Perfect for wardrobes, shoe racks, cupboards and bathrooms, this convenient pack will keep your spaces dry and free of mould and mildew.
Get rid of dust
Regular sweeping and vacuuming is crucial in minimising the amount of dust in your home, which is a primary source of food for silverfish. If you have rugs at home, we recommend shaking them out periodically, preferably outdoors, to reduce the chances of an infestation.
Get rid of clutter
Starches are one of silverfish’s favourite food. Thus, it’s crucial to get rid of empty cardboard boxes and cartons that are in your house. You should also avoid leaving books, newspapers and magazines lying around.
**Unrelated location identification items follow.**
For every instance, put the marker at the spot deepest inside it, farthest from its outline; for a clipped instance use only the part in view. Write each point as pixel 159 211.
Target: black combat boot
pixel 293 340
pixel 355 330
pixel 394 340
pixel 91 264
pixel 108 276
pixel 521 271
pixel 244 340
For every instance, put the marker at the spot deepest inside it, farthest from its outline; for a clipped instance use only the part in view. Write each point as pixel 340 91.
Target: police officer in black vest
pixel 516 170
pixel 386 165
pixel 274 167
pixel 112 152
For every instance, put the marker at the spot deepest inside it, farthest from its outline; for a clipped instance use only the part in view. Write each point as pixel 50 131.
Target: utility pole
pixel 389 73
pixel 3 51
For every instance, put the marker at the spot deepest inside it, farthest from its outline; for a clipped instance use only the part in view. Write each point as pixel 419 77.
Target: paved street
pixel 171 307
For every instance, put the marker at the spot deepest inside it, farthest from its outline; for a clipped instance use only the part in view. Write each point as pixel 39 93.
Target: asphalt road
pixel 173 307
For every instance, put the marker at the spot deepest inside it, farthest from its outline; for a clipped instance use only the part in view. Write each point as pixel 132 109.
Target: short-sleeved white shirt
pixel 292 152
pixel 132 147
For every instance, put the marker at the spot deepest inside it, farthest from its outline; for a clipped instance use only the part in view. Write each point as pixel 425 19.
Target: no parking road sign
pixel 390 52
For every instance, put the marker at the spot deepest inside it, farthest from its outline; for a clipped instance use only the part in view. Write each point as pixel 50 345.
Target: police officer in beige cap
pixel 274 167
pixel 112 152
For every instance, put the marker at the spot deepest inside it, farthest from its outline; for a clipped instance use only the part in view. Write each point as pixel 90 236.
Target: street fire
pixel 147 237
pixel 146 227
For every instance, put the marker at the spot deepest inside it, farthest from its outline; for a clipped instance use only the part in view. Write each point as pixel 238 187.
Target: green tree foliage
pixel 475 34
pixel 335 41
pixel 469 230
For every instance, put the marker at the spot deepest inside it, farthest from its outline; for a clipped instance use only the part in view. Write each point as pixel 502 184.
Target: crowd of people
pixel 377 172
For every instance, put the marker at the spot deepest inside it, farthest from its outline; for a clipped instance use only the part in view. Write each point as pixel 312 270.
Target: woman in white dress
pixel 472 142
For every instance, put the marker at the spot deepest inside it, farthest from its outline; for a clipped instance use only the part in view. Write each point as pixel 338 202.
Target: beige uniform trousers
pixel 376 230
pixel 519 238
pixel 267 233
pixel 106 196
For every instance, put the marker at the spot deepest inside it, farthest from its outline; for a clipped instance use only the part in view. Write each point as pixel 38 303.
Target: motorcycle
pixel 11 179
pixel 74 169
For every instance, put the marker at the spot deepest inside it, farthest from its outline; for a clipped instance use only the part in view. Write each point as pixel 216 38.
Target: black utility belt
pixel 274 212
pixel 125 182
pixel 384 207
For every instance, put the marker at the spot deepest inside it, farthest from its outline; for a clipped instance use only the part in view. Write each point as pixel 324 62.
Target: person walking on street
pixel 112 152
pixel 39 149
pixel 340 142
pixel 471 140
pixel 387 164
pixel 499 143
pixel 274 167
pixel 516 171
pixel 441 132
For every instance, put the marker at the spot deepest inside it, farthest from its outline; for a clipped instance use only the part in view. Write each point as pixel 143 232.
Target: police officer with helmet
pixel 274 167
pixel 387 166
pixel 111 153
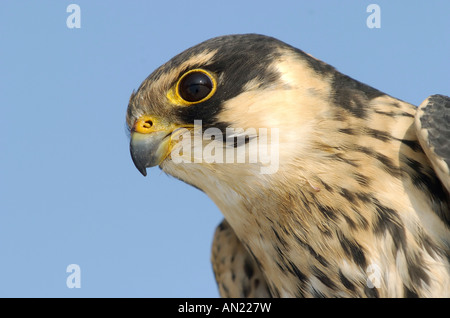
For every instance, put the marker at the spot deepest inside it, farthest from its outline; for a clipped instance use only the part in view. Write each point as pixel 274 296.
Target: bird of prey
pixel 358 202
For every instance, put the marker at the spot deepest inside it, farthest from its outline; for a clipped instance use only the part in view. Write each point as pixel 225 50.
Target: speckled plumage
pixel 356 208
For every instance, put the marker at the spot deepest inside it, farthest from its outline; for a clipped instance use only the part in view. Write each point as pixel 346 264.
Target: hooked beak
pixel 150 142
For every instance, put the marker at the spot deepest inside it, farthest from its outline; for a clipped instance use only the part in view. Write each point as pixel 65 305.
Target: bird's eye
pixel 196 86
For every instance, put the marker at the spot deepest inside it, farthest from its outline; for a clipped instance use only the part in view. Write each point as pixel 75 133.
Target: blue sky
pixel 69 193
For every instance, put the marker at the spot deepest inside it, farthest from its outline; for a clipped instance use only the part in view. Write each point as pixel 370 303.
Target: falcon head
pixel 318 175
pixel 244 91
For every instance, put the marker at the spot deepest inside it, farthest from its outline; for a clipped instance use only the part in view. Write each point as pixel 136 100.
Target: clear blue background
pixel 69 192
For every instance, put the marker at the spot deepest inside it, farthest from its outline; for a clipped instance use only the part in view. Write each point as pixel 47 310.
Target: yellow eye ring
pixel 193 87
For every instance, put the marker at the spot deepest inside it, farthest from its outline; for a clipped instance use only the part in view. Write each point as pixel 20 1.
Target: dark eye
pixel 195 86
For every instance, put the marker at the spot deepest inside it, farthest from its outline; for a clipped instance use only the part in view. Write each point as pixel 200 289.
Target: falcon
pixel 355 202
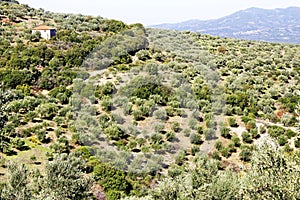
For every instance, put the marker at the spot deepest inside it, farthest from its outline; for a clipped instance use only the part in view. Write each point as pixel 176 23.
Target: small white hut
pixel 46 31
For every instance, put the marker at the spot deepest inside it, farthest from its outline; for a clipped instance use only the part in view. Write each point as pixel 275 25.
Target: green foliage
pixel 111 179
pixel 196 139
pixel 246 137
pixel 16 186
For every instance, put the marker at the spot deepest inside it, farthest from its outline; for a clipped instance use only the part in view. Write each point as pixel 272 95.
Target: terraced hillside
pixel 109 110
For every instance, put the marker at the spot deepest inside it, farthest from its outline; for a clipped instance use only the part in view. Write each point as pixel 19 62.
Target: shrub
pixel 219 145
pixel 282 140
pixel 225 132
pixel 175 126
pixel 196 139
pixel 232 122
pixel 246 137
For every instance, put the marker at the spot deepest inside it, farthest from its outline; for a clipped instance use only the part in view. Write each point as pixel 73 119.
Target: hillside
pixel 106 110
pixel 277 25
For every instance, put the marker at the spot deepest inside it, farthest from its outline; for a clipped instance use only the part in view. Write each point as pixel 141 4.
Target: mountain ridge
pixel 270 25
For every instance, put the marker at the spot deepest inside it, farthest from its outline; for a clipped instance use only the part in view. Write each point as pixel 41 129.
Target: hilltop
pixel 277 25
pixel 110 110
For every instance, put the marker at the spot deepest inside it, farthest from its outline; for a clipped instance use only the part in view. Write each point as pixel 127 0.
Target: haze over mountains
pixel 276 25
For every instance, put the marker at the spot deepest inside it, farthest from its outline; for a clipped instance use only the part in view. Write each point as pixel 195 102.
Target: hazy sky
pixel 156 11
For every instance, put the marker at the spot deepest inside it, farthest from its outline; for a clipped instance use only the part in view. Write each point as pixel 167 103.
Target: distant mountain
pixel 276 25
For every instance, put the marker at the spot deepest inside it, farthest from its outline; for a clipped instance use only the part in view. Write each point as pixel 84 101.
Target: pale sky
pixel 151 12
Instead, store them in airtight containers.
Eliminate food sources
To eliminate all potential food sources, we recommend storing all grain products, such as rice, cereal and flour in airtight glass jars or ziplock bags. Additionally, remove any food crumbs from your floors and countertops by wiping them daily.
Fix cracks and gaps
As silverfish can crawl through tiny openings and crevices in your home, it’s crucial to find and fill all holes.
Selleys Wall Putty Tube is a reliable solution for fixing minor wall cracks and holes. Its water and mould-resistant properties, coupled with its odourless formula, make it an ideal choice. Additionally, the tube comes with a handy nozzle, making the application process a breeze.
FAQs About Silverfish
Silverfish can gain access to your home through openings in your walls and floors, as well as through cross-infestation:
• Cracks and gaps: These tiny critters can crawl through the smallest of cracks and gaps in your walls and floors.
• Cross-infestation: Second-hand books, furniture or decor items may inadvertently introduce silverfish into your home.
Silverfish are attracted to environments with high levels of moisture and humidity, and poor ventilation can increase the likelihood of a silverfish infestation. Some places where silverfish are commonly found include:
• Kitchens and bathrooms (e.g. under sinks, under cabinets, along the bathtub)
• Rooms with wallpaper
• Piles of cardboard boxes, newspapers and magazines
No, silverfish aren’t harmful to humans – they don’t bite, sting, or spread any diseases. However, these critters can cause damage to your wallpapers and belongings. Additionally, their droppings or skin moults can cause unpleasant allergic reactions in certain individuals.
Silverfish have a strong aversion to certain scents, specifically cedar oil and bay leaves.
• Cedar oil
You can use cedar oil as a means of deterring silverfish. Mix 10 drops of the oil with 120ml of water in a spray bottle. Spray the mixture in damp corners of your house or in areas where silverfish may frequent.
Alternatively, you can create a diffuser by dropping a few drops of cedar oil onto several cotton balls and placing them in an open glass container. This allows the scent to spread around the room or enclosed space.
• Bay leaves
Bay leaves are great for keeping silverfish away. Simply crush some dried bay leaves and place them in a muslin bag. Tie up the bag and strategically place them in your drawers, closets, and bookshelves.